To place data according to the file placement_file for the executable
a.out that would normally be run by:
a.out
you would use:
dplace -place placement_file a.out
For MPI jobs that would normally be run by:
mpirun -np n a.out
you would use:
setenv MPI_DSM_OFF
mpirun -np n dplace -place placement_file a.out
Each Origin
node contains two CPUs, and each
module contains
four nodes. The 128 processor systems have modules numbered
1 2 3 4 5 6 7 8 11 12 13 14 15 16 17 18
while the 256 processor systems (as of Aug 20, 1999) have
modules numbered
1 2 3 4 5 6 7 8 11 12 13 14 15 16 17 18
21 22 23 24 25 26 27 28 31 32 33 34 35 36 37 38
Note: Prior to Aug 20, 1999, the modules on the 256 processor
systems were numbered:
1 2 3 4 5 6 7 8 13 14 15 16 17 18 19 20
21 22 23 24 25 26 27 28 33 34 35 36 37 38 39 40
The dplace command can be used
to specify physical nodes for each job that will run simultaneously.
For example, to run 4 31-processor jobs in the 128 dedicated queues,
the jobs can be run as follows:
JOB MODULE
1 1 2 3 4
2 5 6 7 8
3 11 12 13 14
4 15 16 17 18
The placement file for the first job would be:
- Native shared memory parallel jobs:
memories 16 in topology physical near \
/hw/module/1/slot/n1/node \
/hw/module/1/slot/n2/node \
/hw/module/1/slot/n3/node \
/hw/module/1/slot/n4/node \
/hw/module/2/slot/n1/node \
/hw/module/2/slot/n2/node \
/hw/module/2/slot/n3/node \
/hw/module/2/slot/n4/node \
/hw/module/3/slot/n1/node \
/hw/module/3/slot/n2/node \
/hw/module/3/slot/n3/node \
/hw/module/3/slot/n4/node \
/hw/module/4/slot/n1/node \
/hw/module/4/slot/n2/node \
/hw/module/4/slot/n3/node \
/hw/module/4/slot/n4/node
threads 31
distribute threads 0:30 across memories
- MPI jobs:
memories 16 in topology physical near \
/hw/module/1/slot/n1/node \
/hw/module/1/slot/n2/node \
/hw/module/1/slot/n3/node \
/hw/module/1/slot/n4/node \
/hw/module/2/slot/n1/node \
/hw/module/2/slot/n2/node \
/hw/module/2/slot/n3/node \
/hw/module/2/slot/n4/node \
/hw/module/3/slot/n1/node \
/hw/module/3/slot/n2/node \
/hw/module/3/slot/n3/node \
/hw/module/3/slot/n4/node \
/hw/module/4/slot/n1/node \
/hw/module/4/slot/n2/node \
/hw/module/4/slot/n3/node \
/hw/module/4/slot/n4/node
threads 32
distribute threads 0:30 across memories
Similar placement files would be used for the other 3 jobs by specifying
the other modules. Note that with MPI jobs, there is an extra mpirun process,
therefore, the number of threads specified is 32 (31 + 1).

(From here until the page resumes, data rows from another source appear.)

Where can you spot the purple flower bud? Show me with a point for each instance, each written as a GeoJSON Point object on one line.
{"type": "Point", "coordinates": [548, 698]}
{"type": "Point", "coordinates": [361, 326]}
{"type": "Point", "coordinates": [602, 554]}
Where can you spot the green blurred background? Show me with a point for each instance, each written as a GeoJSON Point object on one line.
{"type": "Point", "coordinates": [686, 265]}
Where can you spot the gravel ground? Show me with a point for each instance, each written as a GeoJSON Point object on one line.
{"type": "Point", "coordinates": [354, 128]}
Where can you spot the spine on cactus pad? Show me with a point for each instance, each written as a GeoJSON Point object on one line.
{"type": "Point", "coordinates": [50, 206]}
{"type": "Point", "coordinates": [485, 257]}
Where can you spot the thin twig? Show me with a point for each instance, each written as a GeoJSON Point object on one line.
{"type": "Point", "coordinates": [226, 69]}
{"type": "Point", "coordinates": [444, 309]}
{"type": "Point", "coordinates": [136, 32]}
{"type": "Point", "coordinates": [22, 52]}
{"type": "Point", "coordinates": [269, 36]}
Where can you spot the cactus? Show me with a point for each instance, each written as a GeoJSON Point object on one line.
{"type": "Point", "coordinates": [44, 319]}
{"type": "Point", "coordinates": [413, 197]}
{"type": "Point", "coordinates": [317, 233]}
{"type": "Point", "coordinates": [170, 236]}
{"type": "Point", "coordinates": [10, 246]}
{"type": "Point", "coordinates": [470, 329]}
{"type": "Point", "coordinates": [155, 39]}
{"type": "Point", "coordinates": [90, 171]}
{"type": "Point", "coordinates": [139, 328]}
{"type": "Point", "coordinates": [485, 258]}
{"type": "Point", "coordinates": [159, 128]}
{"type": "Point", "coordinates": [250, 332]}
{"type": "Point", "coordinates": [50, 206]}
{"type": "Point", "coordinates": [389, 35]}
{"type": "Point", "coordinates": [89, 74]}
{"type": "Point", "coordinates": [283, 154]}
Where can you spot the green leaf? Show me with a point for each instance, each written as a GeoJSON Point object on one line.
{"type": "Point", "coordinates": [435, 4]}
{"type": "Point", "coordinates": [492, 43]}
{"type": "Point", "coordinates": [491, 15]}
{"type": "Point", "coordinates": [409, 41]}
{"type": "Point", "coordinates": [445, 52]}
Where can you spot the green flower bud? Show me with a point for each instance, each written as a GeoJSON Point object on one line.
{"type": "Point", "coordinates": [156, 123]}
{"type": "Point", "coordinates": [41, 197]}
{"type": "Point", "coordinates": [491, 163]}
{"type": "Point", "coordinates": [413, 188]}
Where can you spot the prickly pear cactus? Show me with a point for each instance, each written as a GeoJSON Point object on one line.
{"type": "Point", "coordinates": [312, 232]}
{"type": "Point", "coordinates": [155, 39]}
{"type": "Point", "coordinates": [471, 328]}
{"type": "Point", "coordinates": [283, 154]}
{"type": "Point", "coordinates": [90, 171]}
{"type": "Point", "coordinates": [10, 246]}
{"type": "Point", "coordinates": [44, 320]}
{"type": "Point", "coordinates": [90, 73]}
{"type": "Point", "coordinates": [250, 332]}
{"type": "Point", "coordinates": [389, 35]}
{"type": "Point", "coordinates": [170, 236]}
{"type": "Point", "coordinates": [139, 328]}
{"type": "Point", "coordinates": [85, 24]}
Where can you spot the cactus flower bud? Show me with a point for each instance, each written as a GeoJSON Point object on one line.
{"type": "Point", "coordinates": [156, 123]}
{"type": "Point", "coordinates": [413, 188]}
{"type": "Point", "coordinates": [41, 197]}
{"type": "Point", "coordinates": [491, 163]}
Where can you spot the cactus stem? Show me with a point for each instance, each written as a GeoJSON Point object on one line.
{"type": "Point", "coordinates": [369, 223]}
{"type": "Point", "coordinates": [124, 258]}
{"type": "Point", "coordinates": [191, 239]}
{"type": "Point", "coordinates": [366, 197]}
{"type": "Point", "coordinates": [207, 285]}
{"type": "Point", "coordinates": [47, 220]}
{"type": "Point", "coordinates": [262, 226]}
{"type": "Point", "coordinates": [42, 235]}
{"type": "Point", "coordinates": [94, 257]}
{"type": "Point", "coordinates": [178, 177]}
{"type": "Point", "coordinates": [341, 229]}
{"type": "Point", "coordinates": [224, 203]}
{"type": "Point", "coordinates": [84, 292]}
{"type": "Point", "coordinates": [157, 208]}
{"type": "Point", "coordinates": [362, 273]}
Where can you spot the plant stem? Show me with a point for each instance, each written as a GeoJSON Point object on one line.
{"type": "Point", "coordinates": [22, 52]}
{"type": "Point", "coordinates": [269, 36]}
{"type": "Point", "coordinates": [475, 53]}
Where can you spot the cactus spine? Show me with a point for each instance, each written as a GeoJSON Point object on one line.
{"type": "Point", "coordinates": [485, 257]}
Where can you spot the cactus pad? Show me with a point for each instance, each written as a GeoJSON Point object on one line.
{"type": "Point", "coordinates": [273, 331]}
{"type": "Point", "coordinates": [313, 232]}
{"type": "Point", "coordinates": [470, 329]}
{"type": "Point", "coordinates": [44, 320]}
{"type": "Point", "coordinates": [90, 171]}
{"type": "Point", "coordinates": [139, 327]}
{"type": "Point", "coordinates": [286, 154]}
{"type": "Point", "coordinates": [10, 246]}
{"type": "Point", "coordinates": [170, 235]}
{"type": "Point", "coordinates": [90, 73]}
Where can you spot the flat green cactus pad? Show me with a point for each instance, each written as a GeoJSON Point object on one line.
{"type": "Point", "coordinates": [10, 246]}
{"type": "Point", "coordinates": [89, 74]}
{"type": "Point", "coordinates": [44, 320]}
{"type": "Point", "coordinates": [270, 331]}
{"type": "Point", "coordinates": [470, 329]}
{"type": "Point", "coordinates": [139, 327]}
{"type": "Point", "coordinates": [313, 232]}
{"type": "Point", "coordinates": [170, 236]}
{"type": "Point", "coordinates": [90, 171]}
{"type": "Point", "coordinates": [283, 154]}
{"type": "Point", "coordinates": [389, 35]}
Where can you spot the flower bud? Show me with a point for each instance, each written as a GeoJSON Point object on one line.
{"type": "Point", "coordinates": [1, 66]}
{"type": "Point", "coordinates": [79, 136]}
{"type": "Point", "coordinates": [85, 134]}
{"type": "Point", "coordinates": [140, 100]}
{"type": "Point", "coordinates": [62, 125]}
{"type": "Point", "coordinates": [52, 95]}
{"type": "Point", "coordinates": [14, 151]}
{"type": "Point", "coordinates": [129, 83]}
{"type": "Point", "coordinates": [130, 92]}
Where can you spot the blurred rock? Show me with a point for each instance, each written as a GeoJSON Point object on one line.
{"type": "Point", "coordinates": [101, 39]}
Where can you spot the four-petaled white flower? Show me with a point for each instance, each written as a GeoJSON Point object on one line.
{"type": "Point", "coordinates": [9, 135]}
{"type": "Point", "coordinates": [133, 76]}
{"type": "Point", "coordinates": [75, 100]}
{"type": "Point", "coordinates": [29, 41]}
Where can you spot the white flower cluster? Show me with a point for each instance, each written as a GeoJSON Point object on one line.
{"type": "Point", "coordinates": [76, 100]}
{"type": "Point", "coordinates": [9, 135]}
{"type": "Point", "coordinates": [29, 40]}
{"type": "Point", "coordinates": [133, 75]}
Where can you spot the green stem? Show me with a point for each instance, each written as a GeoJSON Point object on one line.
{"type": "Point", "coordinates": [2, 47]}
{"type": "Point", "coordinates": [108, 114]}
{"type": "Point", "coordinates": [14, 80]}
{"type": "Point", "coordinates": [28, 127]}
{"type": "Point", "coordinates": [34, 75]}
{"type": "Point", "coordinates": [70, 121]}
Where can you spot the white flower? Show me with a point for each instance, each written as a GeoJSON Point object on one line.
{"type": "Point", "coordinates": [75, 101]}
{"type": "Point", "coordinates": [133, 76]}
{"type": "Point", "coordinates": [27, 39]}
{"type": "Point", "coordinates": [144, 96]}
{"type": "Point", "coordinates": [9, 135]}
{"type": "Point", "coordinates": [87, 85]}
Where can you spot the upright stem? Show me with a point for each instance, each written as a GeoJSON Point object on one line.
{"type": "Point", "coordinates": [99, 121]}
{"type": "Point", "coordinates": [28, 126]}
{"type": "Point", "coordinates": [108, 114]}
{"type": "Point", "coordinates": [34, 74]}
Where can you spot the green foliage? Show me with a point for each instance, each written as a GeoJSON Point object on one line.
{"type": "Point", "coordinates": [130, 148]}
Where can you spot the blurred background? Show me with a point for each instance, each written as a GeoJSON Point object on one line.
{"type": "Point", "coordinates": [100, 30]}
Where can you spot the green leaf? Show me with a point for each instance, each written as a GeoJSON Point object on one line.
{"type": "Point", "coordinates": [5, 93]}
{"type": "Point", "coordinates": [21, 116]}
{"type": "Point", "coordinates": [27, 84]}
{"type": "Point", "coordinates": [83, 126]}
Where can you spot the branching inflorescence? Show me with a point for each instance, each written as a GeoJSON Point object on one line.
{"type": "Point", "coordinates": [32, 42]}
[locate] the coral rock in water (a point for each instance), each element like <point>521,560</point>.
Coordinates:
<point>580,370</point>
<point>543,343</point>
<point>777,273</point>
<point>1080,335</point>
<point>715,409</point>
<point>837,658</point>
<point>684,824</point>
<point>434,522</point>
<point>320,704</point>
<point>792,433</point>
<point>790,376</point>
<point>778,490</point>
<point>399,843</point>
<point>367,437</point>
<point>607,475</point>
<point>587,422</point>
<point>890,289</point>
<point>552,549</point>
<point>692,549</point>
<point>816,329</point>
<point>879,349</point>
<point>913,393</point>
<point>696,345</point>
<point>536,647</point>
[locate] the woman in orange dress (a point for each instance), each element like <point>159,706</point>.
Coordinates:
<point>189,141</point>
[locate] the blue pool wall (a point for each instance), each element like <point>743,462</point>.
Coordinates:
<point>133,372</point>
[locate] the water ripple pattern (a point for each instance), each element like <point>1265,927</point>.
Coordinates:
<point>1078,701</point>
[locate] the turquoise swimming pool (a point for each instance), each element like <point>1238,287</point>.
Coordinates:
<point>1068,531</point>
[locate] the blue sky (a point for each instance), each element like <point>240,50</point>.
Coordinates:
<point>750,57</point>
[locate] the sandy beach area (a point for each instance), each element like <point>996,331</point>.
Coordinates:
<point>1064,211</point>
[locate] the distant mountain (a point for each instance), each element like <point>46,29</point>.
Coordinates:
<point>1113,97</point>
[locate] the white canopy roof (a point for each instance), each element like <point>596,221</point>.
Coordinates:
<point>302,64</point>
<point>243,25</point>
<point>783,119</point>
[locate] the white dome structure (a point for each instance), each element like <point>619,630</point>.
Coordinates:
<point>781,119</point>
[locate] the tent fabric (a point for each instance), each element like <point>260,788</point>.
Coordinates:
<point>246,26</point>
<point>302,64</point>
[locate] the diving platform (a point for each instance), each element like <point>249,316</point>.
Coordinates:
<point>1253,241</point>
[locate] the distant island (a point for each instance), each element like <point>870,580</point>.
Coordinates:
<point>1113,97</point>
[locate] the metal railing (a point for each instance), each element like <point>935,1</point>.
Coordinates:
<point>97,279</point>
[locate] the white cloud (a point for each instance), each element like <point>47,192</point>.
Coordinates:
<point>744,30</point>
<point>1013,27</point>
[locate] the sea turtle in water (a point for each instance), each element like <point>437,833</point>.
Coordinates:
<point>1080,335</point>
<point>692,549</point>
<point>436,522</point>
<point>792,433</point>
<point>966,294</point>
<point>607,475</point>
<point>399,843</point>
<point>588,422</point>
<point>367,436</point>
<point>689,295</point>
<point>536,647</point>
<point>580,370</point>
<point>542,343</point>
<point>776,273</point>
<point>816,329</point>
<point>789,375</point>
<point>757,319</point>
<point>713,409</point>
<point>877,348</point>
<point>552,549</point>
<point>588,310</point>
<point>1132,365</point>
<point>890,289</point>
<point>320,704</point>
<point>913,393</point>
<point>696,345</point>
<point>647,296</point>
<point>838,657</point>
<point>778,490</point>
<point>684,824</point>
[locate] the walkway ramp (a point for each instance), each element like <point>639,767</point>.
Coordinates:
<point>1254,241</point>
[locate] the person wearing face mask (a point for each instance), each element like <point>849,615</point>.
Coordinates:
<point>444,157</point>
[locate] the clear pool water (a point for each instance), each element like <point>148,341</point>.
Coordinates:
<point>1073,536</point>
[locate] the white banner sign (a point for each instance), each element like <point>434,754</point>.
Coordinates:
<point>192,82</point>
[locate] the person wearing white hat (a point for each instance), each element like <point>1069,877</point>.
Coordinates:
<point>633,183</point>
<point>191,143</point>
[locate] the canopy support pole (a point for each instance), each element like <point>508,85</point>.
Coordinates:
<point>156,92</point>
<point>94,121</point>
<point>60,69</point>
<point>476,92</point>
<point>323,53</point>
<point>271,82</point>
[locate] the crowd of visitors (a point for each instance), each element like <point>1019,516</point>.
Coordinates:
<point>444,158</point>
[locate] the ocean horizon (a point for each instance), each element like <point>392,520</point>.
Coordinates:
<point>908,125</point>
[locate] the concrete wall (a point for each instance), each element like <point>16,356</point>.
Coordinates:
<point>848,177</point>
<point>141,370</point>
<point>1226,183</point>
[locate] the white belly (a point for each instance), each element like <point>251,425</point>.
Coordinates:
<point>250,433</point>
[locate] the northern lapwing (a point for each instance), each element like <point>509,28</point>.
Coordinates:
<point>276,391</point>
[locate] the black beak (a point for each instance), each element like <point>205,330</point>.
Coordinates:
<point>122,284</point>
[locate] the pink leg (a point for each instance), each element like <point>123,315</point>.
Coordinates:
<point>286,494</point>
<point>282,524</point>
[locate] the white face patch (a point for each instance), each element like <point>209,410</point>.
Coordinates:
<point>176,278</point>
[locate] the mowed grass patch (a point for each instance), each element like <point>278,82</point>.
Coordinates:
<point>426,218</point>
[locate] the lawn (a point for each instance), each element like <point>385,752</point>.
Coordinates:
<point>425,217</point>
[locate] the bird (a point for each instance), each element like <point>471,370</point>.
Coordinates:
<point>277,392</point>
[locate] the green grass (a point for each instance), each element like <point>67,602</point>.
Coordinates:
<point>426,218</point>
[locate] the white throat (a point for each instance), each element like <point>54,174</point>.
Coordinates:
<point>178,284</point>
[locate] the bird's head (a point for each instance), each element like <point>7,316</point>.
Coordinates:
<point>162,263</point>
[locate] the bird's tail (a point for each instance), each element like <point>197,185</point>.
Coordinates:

Note 1:Use of the above dplace construct in the timeshared queues is
not
recommended because of possible poor performance from interactions with other
user jobs running on the system.
Note 2: Use of the above dplace construct is not appropriate for codes
that use POSIX threads.
In a batch job, the commands would be:
setenv MP_SET_NUMTHREADS 31
dplace -place placement_file1 a.out &
dplace -place placement_file2 a.out &
dplace -place placement_file3 a.out &
dplace -place placement_file4 a.out &
wait
For MPI jobs:
setenv MPI_DSM_OFF
mpirun -np 31 dplace -place placement_file1 a.out &
mpirun -np 31 dplace -place placement_file2 a.out &
mpirun -np 31 dplace -place placement_file3 a.out &
mpirun -np 31 dplace -place placement_file4 a.out &
wait
Note that the
wait command will wait for all the background
subjobs to complete before going on to the next command in the batch script
(for example,
msscmd commands to save output files).
Ideally, all the subjobs will do approximately the same amount of
computation, and will execute in approximately the same amount of time. This
will miminize the wall-clock time (and thus charges for the job)
waiting for one or more of the subjobs to complete.